Episode Report Card Cindy McLennan: B | Grade It Now! YOU GRADE IT I Will Be Your Father Issues
By Cindy McLennan | Season 5 | Episode 13 | Aired on 04.15.2009
In a hurry? Read the recaplet for a nutshell description! Finished? Click here to close.When you're that Korean-woman-who-is-not-Sun and you go to rent an apartment for you and your little boy who is Miles, and the microwave clock reads 3:16, you take the place, even though it is apartment number 7, which seems to mean nothing. What gets me is that you do so, even though your little boy sees dead people (okay, hears a dead person) in apartment 4. You don't let that stop you from signing on the dotted -- because the microwave is included, and hey, your husband is "out of the picture." So, on top of the daddy issues the poor kid already has, you totally scar him for life by moving into that creepy-ass complex, but whatever, right? The rent is only $200 a month, so maybe you'll have some money to leave him for therapy. In your will.
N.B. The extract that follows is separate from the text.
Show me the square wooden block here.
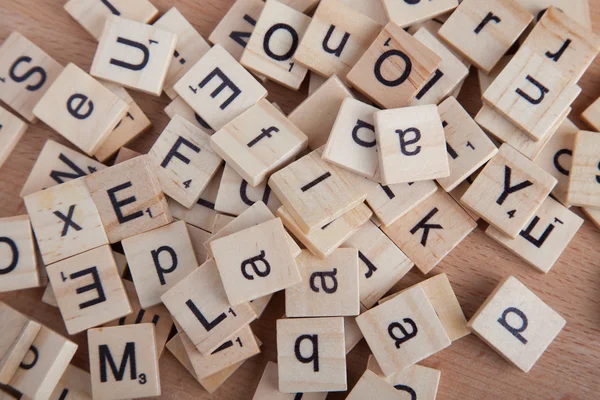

Your little boy grows up to have three piercings in his chin, in addition to all the ones in his brow and ears (including cartilage) and wherever else. I did not inspect his nekkid form or anything, okay? He supports himself by taking money from the grieving, in exchange for telling them their loved ones are at rest and know they were loved, even if they aren't and/or didn't. Although to be fair to the kid, and your mothering, I've seen him give the money back when he's felt convicted that taking it was wrong. It won't matter to you for too long either way, because now you're the one who's dying. Your hair is falling out and some angry-looking white lady is caring for you. Your son, with the piercings and the spiky hair (and is that a white skunk streak in back?), takes forever to visit, but once he finally does, he holds your hand -- at least until you refuse to tell him the truth about his dad, even after all these years, which just sucks, Ma.
One day in 2004, this hot woman, Naomi, meets your son, tests his super powers and offers him $1.6 million to come on a freighter with her, a bunch of bloodthirsty commandos, a pretty redheaded anthropologist, and a mad scientist named Daniel. They're going to an uncharted island, where they're looking for a murderous madman with a soft spot for babies and mommas. They're doing so on behalf of a possibly-murderous industrialist who is someone else's daddy issues, but that's a story for another time.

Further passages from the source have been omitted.